“Like this?” She holds one up.
“That’s it.”
“How many do you need?”
“Two.”
She brings them over to me. “What’s that?”
“I think they call it a handheld device.”
“Shuur. I know that. But what’s the little thing on top?”
“It’s a cell phone.”
“Cool. Where’d you get it?”
“It belonged to a friend.”
“He let you borrow it?”
“Sort of,” I tell her. “Do you know anything about them?”
“Some of the kids at school have them. Theirs aren’t that nice.” Sarah’s looking over my shoulder, big brown eyes checking out the device. “What do you want to know?”
“How to change the batteries.”
“Oh, Dad. Here, give it to me.” She reaches for it, but I hold it away.
“I can’t take a chance on losing the information stored inside.”
“Maybe it has a bubble memory,” she says.
I’ve heard of bubble gum and bubblehead. But bubble memory is a new one.
“If it does, then everything’s stored inside, on a chip or something. We learned about it in technology. Even if you disconnect the power it stays there.”
“How do I find out if it has one of these memories?”
“You could look online. Something that cool must have a site. How much does it cost?”
“I don’t know.”
“My birthday’s coming up,” she says.
“I’m buying you batteries,” I tell her.
She gives me that look of mock exasperation, something of her mother’s to remember her by.
“Can I see it? I won’t break it. I promise,” she says. Reluctantly I hand it over.
“Hey, this little button on top. It’s the cell phone.”
“I know. Don’t touch it.”
“Relax,” she says. The same thing Nick told me before they shot him. “Why can’t we just turn it on? See if it works.”

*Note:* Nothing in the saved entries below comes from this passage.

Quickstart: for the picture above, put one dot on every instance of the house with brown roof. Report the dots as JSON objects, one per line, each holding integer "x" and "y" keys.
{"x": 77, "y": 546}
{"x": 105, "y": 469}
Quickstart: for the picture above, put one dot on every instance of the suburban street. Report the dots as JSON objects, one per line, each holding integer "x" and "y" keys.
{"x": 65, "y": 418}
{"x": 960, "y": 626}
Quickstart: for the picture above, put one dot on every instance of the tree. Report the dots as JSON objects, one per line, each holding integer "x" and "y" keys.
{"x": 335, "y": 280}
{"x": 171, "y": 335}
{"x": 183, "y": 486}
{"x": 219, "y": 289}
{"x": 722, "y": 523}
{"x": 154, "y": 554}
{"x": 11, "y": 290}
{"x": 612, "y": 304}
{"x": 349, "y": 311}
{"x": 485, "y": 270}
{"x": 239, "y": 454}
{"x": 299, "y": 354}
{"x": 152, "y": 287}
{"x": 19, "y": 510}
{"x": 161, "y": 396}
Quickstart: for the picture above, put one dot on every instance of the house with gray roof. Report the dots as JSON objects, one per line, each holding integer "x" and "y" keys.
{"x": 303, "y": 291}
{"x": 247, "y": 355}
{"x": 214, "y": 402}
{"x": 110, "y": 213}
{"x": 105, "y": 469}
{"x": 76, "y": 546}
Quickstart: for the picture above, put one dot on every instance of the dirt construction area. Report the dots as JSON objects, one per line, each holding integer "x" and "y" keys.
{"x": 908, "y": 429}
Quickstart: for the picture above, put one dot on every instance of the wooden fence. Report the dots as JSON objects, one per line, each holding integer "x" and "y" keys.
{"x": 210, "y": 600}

“Because it may drain the batteries.” I don’t tell her that the cops have probably landed on Nick’s cell phone account by now. If so, the service provider will have a trap on the line so they can isolate the cell by location if any signals go out from the phone, even if it’s just looking to go online.
“If there’s a site on the Internet, do you think you could find it?” I ask.
“I don’t know. I could look.”
It takes her less than five minutes. Sarah works her nimble fingers over the keyboard and rolls the mouse, using Yahoo! to check sites. On the fourth one she hits pay dirt, a logo that matches the one on the device, two curved crossed slashes with a dot between them at the bottom, Handspring. com.
We scan the page for half a minute or so.
“I don’t see anything that looks like directions. Do you?” she says.
“No. So what do we do?”
“Gimme a second.” She punches the button on the page for customer support. An e-mail message screen pops up.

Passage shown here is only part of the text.